Don K. Preston
As a young man I heard preachers quote 2 Thessalonians 1:7f : “To you who are troubled, rest with us, when the Lord Jesus is revealed from heaven, in flaming fire, taking vengeance on those who know not God, and obey not the gospel.” The ministers would pound the pulpit threatening the audience with the terror of the possibly soon coming of the Lord against those who did not obey the gospel call. In later years, I too quoted that text, and appealed to it urging my listeners to beware of the coming of the Lord in flaming fire. The trouble is, when I actually read the text, I discovered that it is wrong to apply 2 Thessalonians to a future coming of the Lord!
Paul was writing to living breathing Christians of the first century. Well, wasn’t he? Those living breathing Christians were being persecuted at that time. In verses 4-7, Paul uses the present participial form of the word thlipsis to describe that persecution. It was not something that was going to happen in the far off future. It was happening then, to them.
However, Paul promised those living breathing, persecuted Christians relief from that persecution. The word translated as rest, is anesis, and means relief from pressure. The word thlipsis means pressure. When anesis and thlipsis are used together, anesis is always, without exception, relief from whatever pressure is being discussed. In 2 Thessalonians 1, the pressure was the pressure of persecution. Paul promised the Thessalonians that they would receive relief from their persecution “when the Lord Jesus is revealed from heaven.”
Paul did not tell the Thessalonians they would die, and go to heaven to get relief from their persecution. Paul did not tell them that they would die, go to paradise of Hades and wait, and then, someday, the Lord would come. Paul told living breathing humans, being persecuted at that time, that they would receive relief from that persecution “when the Lord Jesus is revealed from heaven.”
Are the Thessalonians still alive? Are they still under the pressure of that persecution?

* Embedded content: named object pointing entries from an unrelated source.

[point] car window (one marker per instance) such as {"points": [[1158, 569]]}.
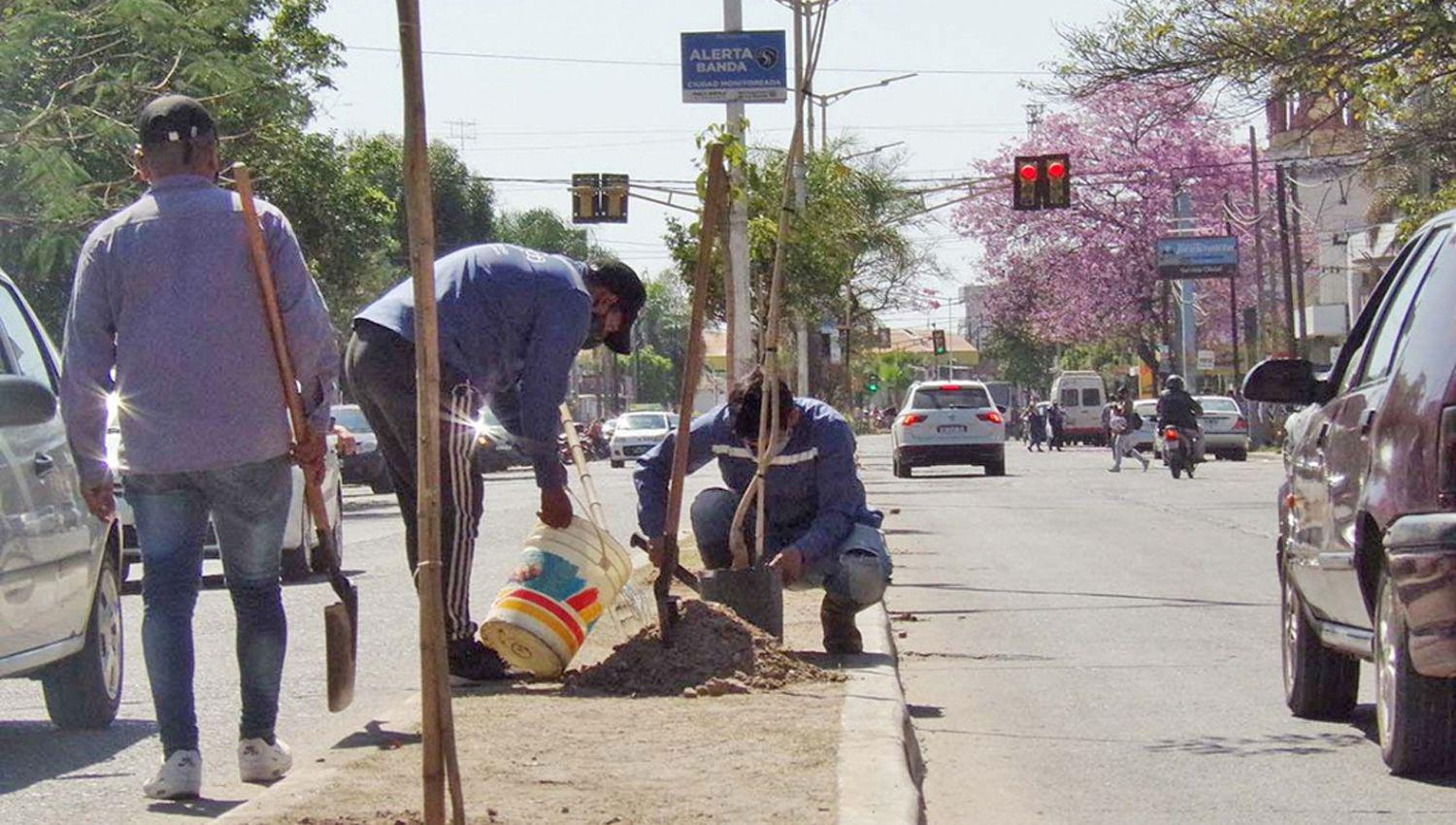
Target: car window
{"points": [[1391, 326], [29, 351], [951, 399]]}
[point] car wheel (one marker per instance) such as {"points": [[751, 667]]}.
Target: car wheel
{"points": [[1415, 714], [316, 560], [84, 690], [1318, 681]]}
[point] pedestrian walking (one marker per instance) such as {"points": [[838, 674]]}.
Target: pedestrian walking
{"points": [[512, 325], [1057, 422], [166, 300], [1124, 422], [1036, 428]]}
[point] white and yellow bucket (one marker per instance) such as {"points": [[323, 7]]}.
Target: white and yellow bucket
{"points": [[565, 582]]}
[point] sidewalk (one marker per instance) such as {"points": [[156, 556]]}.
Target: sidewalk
{"points": [[533, 754]]}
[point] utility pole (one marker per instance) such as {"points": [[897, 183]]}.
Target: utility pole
{"points": [[1284, 264], [1261, 288], [1234, 288], [1299, 262], [739, 291]]}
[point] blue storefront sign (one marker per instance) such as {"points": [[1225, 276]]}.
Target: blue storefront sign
{"points": [[724, 67], [1213, 256]]}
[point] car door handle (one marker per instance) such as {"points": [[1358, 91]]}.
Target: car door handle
{"points": [[1366, 422]]}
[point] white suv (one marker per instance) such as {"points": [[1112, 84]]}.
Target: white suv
{"points": [[60, 583], [948, 422]]}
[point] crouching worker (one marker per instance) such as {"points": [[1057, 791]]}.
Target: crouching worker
{"points": [[820, 533]]}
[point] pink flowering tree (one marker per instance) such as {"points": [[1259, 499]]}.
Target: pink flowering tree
{"points": [[1085, 274]]}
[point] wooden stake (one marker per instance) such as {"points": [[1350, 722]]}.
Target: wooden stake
{"points": [[439, 720]]}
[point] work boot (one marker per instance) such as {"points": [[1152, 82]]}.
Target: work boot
{"points": [[841, 635]]}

Did Jesus come and give them relief or not? (Recently I asked two different debate opponents this question, and they both said “No, Jesus did not come and give the Thessalonians relief!”)
Paul said Jesus was coming, while the Thessalonians were still under persecution, to give them relief from that persecution! If the Thessalonians died and went to paradise or heaven, they would not need relief from persecution “when the Lord Jesus is revealed from heaven” would they? Would they need relief from the “pressure”of paradise? What kind of pressure is/was Hades?
If Jesus did not come in the lifetime of the Thessalonian Christians, while they were being persecuted, and give them relief from their persecution, then Paul lied to them, or his prophecy simply failed. He gave them a false hope of relief from their persecution. If Paul’s prophecy failed, or if lied to them, then he stands guilty of false prophecy and his writings are to be rejected.
But Paul was not wrong. Jesus did come in judgment of the persecutors, Old Covenant Israel (1 Thessalonians 2:15-17). Jesus did come and give relief to the Thessalonians. Paul was not wrong. It is the modern preachers that insist on putting Christ’s coming off into the future that are wrong. See my book In Flaming Fire, available on this website, for a fuller discussion of 2 Thessalonians 1. When we apply proper hermeneutics (interpretive practices) to the text, there is no way that it can be applied to a yet future, end of time, literal coming of Chris.